I have the PN59D8000 that I really like. It's the best tv I've owned out of 4 plasmas (all Samsung). However, I think there's still the fluctuating brightness issue with that model as discussed in this thread, although I've never really noticed it in my viewing (but I'm also not looking for it either).

To suggest a model, it really depends on how much you want to spend, if there's a lot of uncontrollable ambient light in your room, how you're going to use the tv (gaming?) and what issues from the technologies you're willing to accept.


----------



## TypeA (Aug 14, 2010)

Sweetmeat said:


> However, I think there's still the fluctuating brightness issue with that model as discussed in this thread, although I've never really noticed it in my viewing (but I'm also not looking for it either).


If you dont notice it your TV doesnt have it, its not subtle at all.



stich said:


> Looking for advice. -- my 60' LCD Sony went in the tank/-- I am now looking for a replacement, although it doesn't have be sony( cust svc. stinks) or that large ; perhaps 40 - 55' range led LCD or plasma..any suggestions ? Thanks for any ideas -- was kinda leaning towards Samsung..


I recently got a 46" BX420 Sony for $600 shipped (open box) from amazon. Model has got great ratings and reviews in all but a dismal viewing angle, which Im perfectly happy with. Non 3D and not a smart TV, PQ is awesome and price is great especially if you can find open box like I did, zero model defects that I could find. Lots of online reviews to read, black performance is stellar for an LCD.


----------



## Stitch (Feb 26, 2011)

Thanks for the input..due to lighting issues,was thinking led/ LCD. . . No gaming- mostly sports n reg tv ; I've read some good things about sharp aquos 60' - the frustrating part is -every brand I read up - on has some crazy cust. Service story and I'm a little gun shy after gettin 'jobbed' by Sony imo


----------



## Sweetmeat (Nov 19, 2011)

Stitch said:


> Thanks for the input..due to lighting issues,was thinking led/ LCD. . . No gaming- mostly sports n reg tv ; I've read some good things about sharp aquos 60' - the frustrating part is -every brand I read up - on has some crazy cust. Service story and I'm a little gun shy after gettin 'jobbed' by Sony imo


Yeah, I'm sure there are unhappy customers for every brand. I guess at this point you'd just need to find a couple of models you're interested in, research their problems and decide which of them you're willing to live with. Or, buy one of them and try it out and then return it for something else if you didn't like it.

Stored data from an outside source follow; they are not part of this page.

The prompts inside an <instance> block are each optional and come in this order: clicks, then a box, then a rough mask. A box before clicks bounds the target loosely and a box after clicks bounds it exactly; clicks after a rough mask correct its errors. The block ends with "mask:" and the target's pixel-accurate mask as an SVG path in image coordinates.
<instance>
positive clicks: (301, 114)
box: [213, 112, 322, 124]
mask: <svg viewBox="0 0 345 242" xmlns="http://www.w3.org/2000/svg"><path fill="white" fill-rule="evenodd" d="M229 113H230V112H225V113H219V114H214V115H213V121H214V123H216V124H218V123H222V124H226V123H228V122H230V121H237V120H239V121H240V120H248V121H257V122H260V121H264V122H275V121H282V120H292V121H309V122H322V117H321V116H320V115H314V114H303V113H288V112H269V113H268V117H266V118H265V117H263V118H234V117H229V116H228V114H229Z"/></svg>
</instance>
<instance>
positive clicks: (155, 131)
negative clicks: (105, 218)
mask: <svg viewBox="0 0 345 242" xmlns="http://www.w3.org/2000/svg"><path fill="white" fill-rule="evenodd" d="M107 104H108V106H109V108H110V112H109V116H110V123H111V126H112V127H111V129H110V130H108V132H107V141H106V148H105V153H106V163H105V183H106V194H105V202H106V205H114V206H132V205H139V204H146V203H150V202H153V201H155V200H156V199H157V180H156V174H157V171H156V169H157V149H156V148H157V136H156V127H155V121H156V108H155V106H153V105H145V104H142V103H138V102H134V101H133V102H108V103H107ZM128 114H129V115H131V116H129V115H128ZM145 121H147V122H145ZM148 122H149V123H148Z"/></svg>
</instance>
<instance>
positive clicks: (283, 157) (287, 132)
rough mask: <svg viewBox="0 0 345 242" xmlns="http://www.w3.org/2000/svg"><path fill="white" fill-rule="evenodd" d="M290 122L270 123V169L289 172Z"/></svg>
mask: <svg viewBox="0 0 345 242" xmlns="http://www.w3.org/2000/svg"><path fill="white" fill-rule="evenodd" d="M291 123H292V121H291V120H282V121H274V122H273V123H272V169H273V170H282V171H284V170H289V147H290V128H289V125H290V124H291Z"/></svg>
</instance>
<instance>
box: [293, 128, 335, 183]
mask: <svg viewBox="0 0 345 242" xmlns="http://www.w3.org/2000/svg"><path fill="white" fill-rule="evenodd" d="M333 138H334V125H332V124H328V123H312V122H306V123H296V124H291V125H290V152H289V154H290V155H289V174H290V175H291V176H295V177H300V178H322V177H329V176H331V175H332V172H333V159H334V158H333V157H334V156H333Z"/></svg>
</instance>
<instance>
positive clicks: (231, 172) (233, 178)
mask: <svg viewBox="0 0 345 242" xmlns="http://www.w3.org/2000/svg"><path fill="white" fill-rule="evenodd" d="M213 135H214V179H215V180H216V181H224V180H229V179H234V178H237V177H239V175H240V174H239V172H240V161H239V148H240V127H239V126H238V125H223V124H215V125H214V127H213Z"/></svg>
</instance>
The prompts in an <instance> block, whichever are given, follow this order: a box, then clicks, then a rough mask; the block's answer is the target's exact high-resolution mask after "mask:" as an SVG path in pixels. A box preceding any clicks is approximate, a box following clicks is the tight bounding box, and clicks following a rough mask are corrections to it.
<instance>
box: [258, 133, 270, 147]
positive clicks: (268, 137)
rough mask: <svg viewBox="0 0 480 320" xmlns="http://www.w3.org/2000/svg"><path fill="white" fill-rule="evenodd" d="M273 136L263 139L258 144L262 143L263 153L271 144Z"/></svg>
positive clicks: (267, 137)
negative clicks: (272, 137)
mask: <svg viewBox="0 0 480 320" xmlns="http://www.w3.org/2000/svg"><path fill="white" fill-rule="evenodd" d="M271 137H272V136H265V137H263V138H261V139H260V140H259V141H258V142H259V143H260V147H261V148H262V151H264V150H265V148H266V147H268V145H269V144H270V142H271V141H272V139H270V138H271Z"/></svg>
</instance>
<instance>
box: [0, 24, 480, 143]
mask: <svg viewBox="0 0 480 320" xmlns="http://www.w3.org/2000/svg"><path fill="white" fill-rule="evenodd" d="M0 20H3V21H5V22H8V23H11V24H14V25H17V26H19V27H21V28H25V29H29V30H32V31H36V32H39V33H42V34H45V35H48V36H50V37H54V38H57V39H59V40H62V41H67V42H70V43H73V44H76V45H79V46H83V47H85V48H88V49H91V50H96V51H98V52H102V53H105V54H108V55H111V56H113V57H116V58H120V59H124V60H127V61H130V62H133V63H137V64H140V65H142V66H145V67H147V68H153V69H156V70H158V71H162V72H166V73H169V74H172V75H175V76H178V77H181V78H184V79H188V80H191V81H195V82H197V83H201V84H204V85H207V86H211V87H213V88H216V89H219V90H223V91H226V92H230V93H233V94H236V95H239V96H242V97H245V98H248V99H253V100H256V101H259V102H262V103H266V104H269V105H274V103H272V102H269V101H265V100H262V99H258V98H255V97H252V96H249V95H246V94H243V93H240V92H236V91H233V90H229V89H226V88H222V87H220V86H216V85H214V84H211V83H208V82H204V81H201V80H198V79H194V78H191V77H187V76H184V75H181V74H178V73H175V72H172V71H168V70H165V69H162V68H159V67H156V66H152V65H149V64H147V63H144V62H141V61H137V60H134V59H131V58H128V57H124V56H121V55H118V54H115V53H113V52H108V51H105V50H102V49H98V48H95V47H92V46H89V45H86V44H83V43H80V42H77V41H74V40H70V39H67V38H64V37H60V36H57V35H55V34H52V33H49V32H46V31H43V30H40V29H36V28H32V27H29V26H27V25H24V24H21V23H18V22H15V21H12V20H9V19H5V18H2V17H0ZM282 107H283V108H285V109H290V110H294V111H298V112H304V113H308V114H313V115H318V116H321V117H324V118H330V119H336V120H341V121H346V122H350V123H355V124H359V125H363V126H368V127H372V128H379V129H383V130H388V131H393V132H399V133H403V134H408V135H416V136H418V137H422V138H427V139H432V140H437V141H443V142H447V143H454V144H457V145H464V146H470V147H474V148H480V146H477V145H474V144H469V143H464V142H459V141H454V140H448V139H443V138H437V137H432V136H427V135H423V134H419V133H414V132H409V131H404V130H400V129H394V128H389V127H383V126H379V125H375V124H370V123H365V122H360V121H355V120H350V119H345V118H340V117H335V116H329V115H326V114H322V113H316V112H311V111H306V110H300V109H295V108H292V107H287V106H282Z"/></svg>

I would recommend researching for problems first so you can test your tv and make sure you're able to live with that problem. No research, no testing and you may be stuck with it if you don't find the issue until after the return timeline is over.


----------



## Stitch (Feb 26, 2011)

Thanks for all your help ! I jumped back into the deep end today - Samsung 7000 series - 55' not in stock( figures ) but, cant wait.. 3-5 days(I'll deal)


----------